The index to manage this is here:

The way it works, we map the orders and have a projection for each product, and then we add the other products that were sold with the current one. In the reduce, we group by the product and aggregate the related products together.

But I’m not here to talk about the recommendation engine. I wanted to explain how RavenDB process such indexes. All the information that I’m talking about can be seen in the Map/Reduce visualizer in the RavenDB Studio.

Here is a single entry for this index. You can see that products/11-A was sold 544 times and 108 times with products/69-A.

image

Because of the way RavenDB process Map/Reduce indexes, when we query, we run over the already precomputed results and there is very little computation cost at querying time.
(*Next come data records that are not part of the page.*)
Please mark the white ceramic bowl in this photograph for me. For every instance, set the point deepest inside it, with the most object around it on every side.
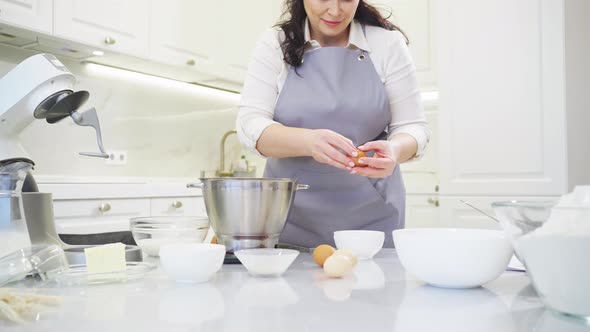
(453, 258)
(191, 262)
(364, 244)
(150, 233)
(266, 262)
(559, 267)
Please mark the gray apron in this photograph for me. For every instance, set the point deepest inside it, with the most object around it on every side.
(338, 89)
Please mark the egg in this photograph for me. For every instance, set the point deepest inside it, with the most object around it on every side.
(361, 154)
(321, 253)
(337, 266)
(348, 254)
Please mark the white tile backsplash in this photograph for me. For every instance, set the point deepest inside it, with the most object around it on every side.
(169, 129)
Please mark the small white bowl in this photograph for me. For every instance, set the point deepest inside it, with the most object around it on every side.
(266, 262)
(191, 263)
(453, 258)
(150, 233)
(364, 244)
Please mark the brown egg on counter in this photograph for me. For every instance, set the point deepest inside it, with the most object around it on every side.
(348, 254)
(361, 154)
(321, 253)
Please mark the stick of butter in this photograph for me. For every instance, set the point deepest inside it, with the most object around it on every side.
(106, 259)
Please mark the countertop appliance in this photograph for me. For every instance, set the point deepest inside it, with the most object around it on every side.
(40, 87)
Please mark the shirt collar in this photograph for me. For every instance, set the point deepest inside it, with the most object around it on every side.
(356, 38)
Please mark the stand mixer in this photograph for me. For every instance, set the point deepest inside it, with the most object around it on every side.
(40, 87)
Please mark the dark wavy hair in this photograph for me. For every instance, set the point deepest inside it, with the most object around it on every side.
(293, 26)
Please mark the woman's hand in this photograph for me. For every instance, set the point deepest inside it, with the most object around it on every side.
(382, 164)
(329, 147)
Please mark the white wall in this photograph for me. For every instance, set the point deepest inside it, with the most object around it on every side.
(169, 129)
(577, 53)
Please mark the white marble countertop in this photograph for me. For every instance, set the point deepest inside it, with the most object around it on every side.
(123, 187)
(378, 296)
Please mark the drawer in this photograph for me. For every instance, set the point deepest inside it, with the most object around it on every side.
(178, 206)
(113, 214)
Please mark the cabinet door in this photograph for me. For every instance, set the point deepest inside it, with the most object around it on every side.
(96, 215)
(502, 106)
(178, 206)
(242, 24)
(422, 211)
(417, 19)
(120, 26)
(30, 14)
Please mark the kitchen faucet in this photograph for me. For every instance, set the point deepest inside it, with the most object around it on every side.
(221, 172)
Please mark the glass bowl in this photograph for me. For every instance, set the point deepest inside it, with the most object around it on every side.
(553, 242)
(152, 232)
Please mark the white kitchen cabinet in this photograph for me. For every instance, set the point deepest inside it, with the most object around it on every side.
(182, 34)
(178, 206)
(212, 40)
(89, 216)
(455, 214)
(417, 19)
(29, 14)
(119, 26)
(510, 123)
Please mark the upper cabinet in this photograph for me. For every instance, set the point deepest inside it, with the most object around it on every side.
(213, 41)
(182, 34)
(29, 14)
(120, 26)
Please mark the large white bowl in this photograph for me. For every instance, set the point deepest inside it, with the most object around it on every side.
(363, 243)
(266, 262)
(453, 258)
(191, 263)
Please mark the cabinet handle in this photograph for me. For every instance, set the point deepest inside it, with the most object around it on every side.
(104, 207)
(110, 41)
(433, 201)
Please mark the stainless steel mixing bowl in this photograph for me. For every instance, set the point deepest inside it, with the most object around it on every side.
(248, 212)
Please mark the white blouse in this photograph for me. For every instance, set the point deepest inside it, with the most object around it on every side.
(267, 73)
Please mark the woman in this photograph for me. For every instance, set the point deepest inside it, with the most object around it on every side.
(335, 75)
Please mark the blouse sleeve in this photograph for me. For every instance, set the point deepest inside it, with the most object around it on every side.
(401, 85)
(260, 92)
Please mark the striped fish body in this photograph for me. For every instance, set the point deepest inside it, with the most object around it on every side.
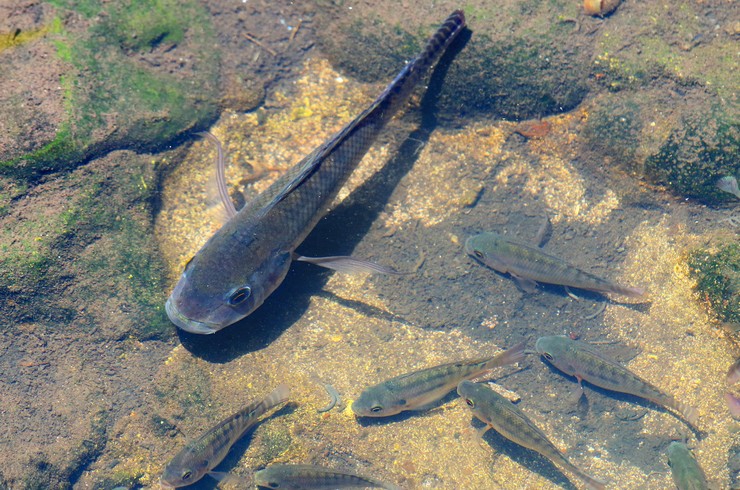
(203, 454)
(309, 477)
(686, 472)
(420, 389)
(531, 263)
(583, 361)
(508, 420)
(248, 258)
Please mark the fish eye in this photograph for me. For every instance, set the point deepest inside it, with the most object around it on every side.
(240, 295)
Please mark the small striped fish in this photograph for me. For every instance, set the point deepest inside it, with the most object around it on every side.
(420, 389)
(585, 363)
(309, 477)
(530, 265)
(200, 456)
(508, 420)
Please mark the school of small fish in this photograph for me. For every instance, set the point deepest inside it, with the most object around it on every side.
(215, 291)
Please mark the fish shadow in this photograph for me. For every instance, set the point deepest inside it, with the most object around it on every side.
(338, 233)
(527, 458)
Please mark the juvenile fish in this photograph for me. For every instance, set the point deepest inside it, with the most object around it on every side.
(687, 474)
(421, 389)
(249, 256)
(508, 420)
(200, 456)
(585, 363)
(309, 477)
(530, 265)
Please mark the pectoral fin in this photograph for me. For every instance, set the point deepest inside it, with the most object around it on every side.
(225, 478)
(349, 265)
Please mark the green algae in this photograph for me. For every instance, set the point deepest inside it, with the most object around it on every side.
(701, 149)
(113, 100)
(17, 38)
(142, 24)
(44, 474)
(102, 230)
(718, 278)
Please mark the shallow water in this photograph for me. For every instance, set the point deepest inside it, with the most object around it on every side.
(411, 204)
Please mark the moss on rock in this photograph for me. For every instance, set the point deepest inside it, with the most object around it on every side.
(718, 278)
(701, 149)
(134, 75)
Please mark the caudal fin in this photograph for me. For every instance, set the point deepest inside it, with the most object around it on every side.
(688, 412)
(628, 291)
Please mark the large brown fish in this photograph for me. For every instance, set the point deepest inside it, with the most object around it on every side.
(508, 420)
(585, 363)
(530, 265)
(248, 258)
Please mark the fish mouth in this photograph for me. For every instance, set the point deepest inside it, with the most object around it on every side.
(185, 323)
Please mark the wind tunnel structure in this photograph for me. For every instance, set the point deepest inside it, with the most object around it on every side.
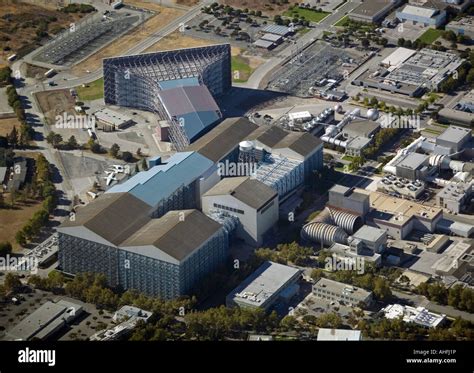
(331, 225)
(138, 81)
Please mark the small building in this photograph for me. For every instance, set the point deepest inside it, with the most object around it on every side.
(325, 334)
(269, 285)
(45, 321)
(277, 30)
(373, 238)
(413, 166)
(454, 196)
(463, 26)
(252, 202)
(17, 176)
(454, 138)
(418, 315)
(340, 292)
(373, 11)
(422, 15)
(111, 120)
(274, 38)
(265, 44)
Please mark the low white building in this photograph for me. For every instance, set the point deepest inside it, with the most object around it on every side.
(252, 202)
(418, 315)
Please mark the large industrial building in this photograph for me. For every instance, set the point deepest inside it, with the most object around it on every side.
(411, 72)
(271, 283)
(253, 203)
(178, 85)
(164, 257)
(283, 160)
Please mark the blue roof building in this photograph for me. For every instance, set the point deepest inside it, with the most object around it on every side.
(168, 186)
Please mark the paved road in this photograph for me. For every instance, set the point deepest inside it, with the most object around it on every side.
(256, 79)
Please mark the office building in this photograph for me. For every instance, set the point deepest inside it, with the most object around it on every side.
(253, 203)
(270, 285)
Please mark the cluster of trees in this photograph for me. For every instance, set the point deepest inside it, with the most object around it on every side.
(26, 131)
(78, 8)
(457, 296)
(288, 253)
(56, 140)
(44, 189)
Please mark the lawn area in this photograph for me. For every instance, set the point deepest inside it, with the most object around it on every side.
(241, 69)
(430, 35)
(342, 22)
(308, 14)
(92, 91)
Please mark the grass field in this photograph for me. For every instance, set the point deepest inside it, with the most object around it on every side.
(430, 35)
(342, 22)
(92, 91)
(241, 70)
(308, 14)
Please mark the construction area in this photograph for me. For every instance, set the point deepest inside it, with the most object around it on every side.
(88, 36)
(320, 66)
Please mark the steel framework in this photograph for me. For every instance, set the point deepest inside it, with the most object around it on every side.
(133, 81)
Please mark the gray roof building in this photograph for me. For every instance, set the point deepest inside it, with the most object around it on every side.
(265, 286)
(249, 191)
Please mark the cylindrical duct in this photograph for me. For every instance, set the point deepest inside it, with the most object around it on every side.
(324, 233)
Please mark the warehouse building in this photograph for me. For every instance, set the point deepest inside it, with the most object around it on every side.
(373, 11)
(422, 15)
(46, 321)
(176, 183)
(400, 217)
(252, 202)
(335, 291)
(411, 73)
(164, 257)
(270, 285)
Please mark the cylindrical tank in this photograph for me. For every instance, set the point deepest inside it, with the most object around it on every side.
(347, 221)
(323, 233)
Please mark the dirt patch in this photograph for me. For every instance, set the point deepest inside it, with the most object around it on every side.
(21, 25)
(6, 125)
(118, 47)
(177, 40)
(55, 102)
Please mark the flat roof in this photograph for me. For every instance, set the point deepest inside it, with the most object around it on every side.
(325, 334)
(370, 8)
(454, 134)
(401, 208)
(262, 284)
(413, 161)
(245, 189)
(111, 116)
(368, 233)
(341, 288)
(419, 11)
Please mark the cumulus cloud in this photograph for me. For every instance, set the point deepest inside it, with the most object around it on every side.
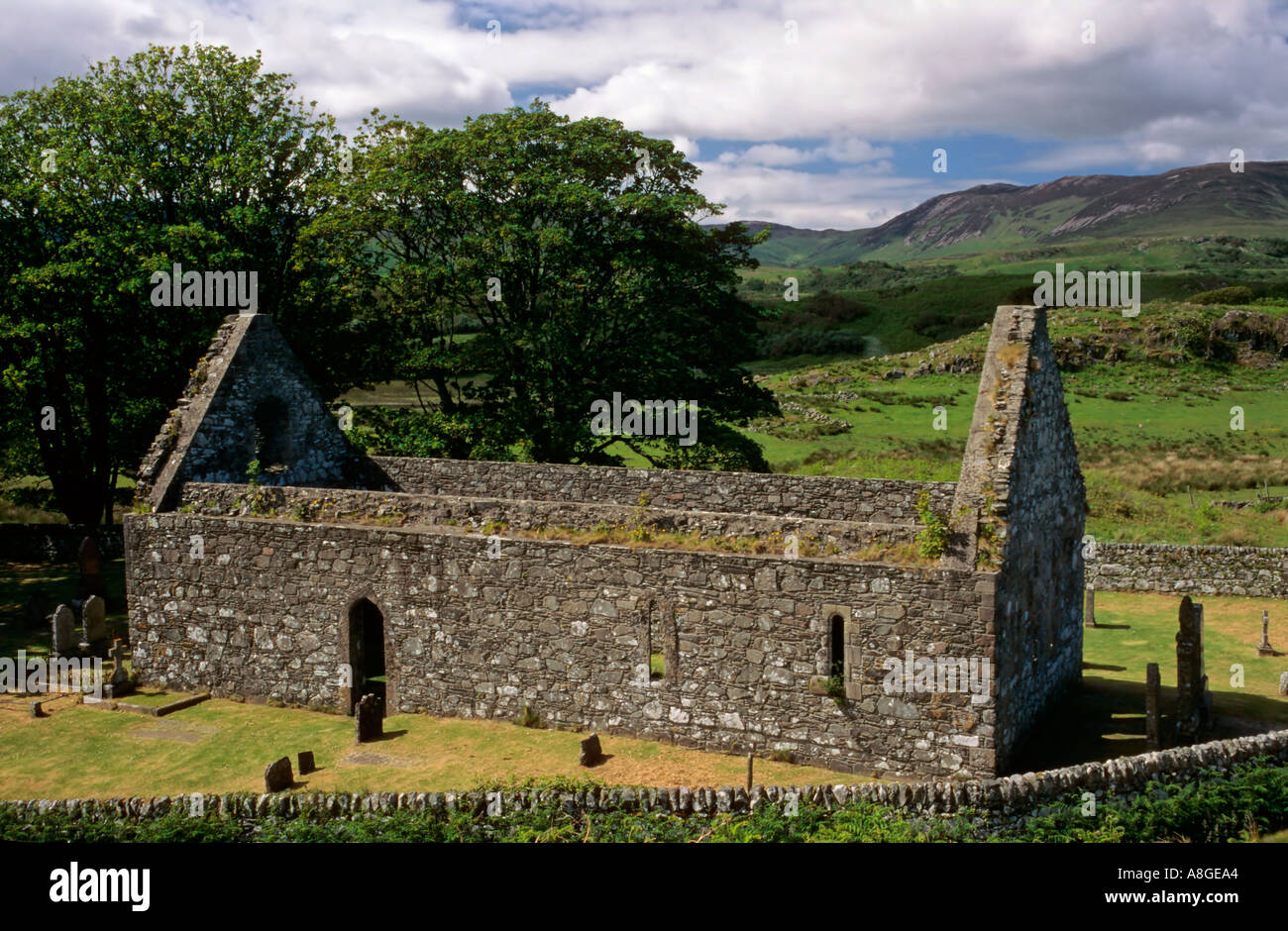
(795, 110)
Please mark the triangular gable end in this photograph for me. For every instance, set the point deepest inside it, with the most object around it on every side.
(249, 400)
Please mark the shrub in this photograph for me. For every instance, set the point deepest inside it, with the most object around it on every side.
(932, 537)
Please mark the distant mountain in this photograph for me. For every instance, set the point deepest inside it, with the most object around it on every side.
(1205, 200)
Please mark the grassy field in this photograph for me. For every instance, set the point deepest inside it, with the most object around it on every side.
(223, 746)
(1136, 629)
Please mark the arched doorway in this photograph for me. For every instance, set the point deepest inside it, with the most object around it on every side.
(366, 652)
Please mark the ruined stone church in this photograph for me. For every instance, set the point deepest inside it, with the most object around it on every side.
(322, 574)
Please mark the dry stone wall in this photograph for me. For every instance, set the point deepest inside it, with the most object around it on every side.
(406, 510)
(568, 630)
(1243, 570)
(1000, 803)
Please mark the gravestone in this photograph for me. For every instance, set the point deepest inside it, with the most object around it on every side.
(1193, 699)
(277, 776)
(1263, 648)
(369, 716)
(1153, 720)
(64, 631)
(91, 571)
(94, 620)
(120, 684)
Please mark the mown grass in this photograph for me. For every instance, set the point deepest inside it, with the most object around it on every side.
(1244, 803)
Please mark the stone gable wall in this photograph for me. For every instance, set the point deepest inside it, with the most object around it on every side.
(1243, 570)
(1024, 493)
(211, 434)
(568, 630)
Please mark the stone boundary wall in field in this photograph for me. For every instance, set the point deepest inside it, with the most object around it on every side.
(56, 543)
(398, 509)
(888, 501)
(1244, 570)
(1006, 801)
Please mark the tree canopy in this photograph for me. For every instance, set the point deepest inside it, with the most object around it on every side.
(188, 155)
(516, 269)
(528, 265)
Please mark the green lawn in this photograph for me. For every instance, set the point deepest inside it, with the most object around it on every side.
(1107, 719)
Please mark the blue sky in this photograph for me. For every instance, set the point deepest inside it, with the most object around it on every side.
(819, 115)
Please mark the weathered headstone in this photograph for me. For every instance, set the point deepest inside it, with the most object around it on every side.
(277, 776)
(120, 684)
(369, 716)
(1153, 720)
(590, 751)
(64, 631)
(94, 620)
(1263, 648)
(91, 570)
(1193, 699)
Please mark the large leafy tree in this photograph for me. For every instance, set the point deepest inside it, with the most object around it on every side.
(527, 265)
(191, 155)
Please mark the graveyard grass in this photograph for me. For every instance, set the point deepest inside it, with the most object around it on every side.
(223, 746)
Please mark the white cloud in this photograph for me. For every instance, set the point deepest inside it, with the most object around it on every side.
(1164, 84)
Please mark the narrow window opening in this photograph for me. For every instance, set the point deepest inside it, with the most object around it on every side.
(836, 647)
(271, 424)
(656, 660)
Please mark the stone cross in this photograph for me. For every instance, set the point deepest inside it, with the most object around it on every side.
(94, 618)
(1193, 699)
(64, 631)
(1153, 720)
(1263, 648)
(90, 569)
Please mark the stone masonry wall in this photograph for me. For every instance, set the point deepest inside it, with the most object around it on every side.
(1024, 491)
(1006, 802)
(410, 510)
(1244, 570)
(887, 501)
(568, 630)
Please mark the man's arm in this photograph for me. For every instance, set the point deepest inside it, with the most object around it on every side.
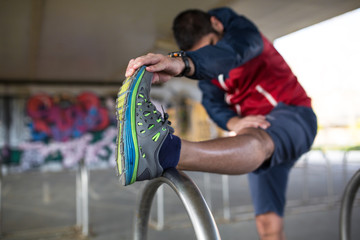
(163, 67)
(214, 102)
(240, 43)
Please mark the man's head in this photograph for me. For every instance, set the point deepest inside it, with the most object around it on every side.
(194, 29)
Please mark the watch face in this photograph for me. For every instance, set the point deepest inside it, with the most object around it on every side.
(177, 54)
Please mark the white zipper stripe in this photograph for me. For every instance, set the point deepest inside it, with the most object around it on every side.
(238, 109)
(266, 94)
(222, 82)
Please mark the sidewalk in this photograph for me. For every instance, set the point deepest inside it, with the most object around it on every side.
(42, 206)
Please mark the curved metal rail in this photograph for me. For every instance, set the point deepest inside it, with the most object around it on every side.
(347, 204)
(193, 201)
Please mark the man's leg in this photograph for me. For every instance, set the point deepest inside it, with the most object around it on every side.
(270, 226)
(231, 155)
(268, 192)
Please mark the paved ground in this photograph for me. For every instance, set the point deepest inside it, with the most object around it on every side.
(42, 205)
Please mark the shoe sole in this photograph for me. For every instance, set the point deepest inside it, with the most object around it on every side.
(127, 154)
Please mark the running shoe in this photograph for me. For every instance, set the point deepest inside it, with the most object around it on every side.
(141, 130)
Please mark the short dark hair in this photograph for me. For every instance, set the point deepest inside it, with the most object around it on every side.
(190, 26)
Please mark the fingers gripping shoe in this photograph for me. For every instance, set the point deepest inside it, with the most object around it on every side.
(142, 130)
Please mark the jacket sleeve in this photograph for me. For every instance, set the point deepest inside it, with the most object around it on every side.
(213, 100)
(240, 43)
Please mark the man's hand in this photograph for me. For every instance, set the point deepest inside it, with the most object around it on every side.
(163, 67)
(236, 124)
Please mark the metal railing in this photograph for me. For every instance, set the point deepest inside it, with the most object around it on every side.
(200, 215)
(347, 204)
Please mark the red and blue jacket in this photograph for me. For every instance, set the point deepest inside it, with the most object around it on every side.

Let see how RavenDB builds the index. Here is a single order, where three products were sold. You can see that each of them as a very interesting tree structure.

image

Here is how it looks like when we zoom into a particular product. You can see how RavenDB aggregate the data. First in the bottom most page on the right (#596). We aggregate that with the other 367 pages and get intermediate results at page #1410. We then aggregate that again with the intermediate results in page #105127 to get the final tall. In this case, you can see that products/11-A was sold 217,638 times and mostly with products/16-A (30,603 times) and products/72-A (20,603 times).

image

When we have a new order, all we need to do is update a bottom most page and then recurse upward in the three. In the case we have here, there is a pretty big reduce value and we are dealing with tens of millions of orders. We have three levels to the tree, which means that we’ll need to do three update operations to account for new or updated data. That is cheap, because it means that we have to do very little work to maintain the index.

At query time, of course, we don’t really have to do much, all the hard work was done.

I like this example, because it shows case a non trivial example and how RavenDB handles this with ease. These kind of non trivial work is something that tend to be very hard to get working properly and with RavenDB this is part of my default: “let’s do this on the fly demo”.